With a lot of cash in hand, Tom picks and chooses the people he thinks are the best fit, and his company suddenly becomes a medium-sized Internet company with 30 senior security personnel.
That's right, it's a medium-sized Internet company.
Unlike traditional companies, Internet companies require much fewer people. Even in many large companies, in addition to sales personnel, the employees who are really the core personnel of the enterprise are only one or two hundred.
This is not the same thing as traditional manufacturing, which requires a large number of workers to work on the assembly line.
Therefore, the average large enterprise has tens of thousands of employees.
In the early days of the industrial age, these companies were able to make much more money than agriculture, but in the industrial age, they were dwarfed by Internet companies.
Even, for example, the value created by one Microsoft employee can reach the value created by hundreds of people in traditional enterprises. And the salary paid by the company is far less than a hundred times.
That's one of the magic of the internet industry.
The second magic of the Internet industry is that it is very permeable to other fields.
It's like those big factories, which originally needed 10,000 people to keep up with their work. But with the addition of a lot of electronic technology automation, maybe 5,000 people will be enough.
As a result, these businesses will expand if they are profitable, and those who can't afford to expand will fire redundant employees. This reduces expenses and increases efficiency.

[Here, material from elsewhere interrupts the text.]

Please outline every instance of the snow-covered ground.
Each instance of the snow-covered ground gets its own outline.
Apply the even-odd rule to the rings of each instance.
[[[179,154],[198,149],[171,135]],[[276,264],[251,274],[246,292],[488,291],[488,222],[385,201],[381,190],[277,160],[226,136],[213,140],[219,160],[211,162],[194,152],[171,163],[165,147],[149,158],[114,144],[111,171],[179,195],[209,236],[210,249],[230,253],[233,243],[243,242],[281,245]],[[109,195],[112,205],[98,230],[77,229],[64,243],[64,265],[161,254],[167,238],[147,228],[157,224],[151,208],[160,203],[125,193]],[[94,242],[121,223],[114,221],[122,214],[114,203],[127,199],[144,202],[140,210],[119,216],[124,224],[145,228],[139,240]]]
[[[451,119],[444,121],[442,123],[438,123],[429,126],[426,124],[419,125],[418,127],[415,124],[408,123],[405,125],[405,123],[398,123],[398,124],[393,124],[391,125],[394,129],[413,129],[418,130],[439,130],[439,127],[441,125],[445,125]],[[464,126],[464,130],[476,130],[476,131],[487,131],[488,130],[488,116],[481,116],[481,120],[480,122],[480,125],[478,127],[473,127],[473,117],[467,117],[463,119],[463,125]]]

But do you really think that's all there is to it?
No, not really.
It's not so rosy.
From a small corporate level, it is indeed earned. But what about on a larger level?
A person is both a producer and a consumer, that is, they consume with the remuneration they receive for their production.
Let's imagine what would happen if most of the world's workers were "killed" by the Internet or automation.
The situation is very simple, that is, the goods produced in large quantities cannot be sold, and they cannot provide profits for the manufacturer.
If the profit is not enough, the goods cannot be sold, the factory will stop production and reduce production, a large number of workers will cut their salaries, their careers, and their spending power will deteriorate further, and this vicious circle will be repeated.
Therefore, countries with good Internet enterprises may not have a good overall economic trend.
As for whether it is a blessing or a curse, it is not easy to say.
However, there is a panacea that can be said that technology is not guilty.
A free-to-play strategy like Tom's is actually a very fierce competition for paid antivirus software.
Other paid security software, although they are also leaning into each other, still belong to the category of adding food to a table and expanding this market together.
However, Tom is different, he already belongs to the table.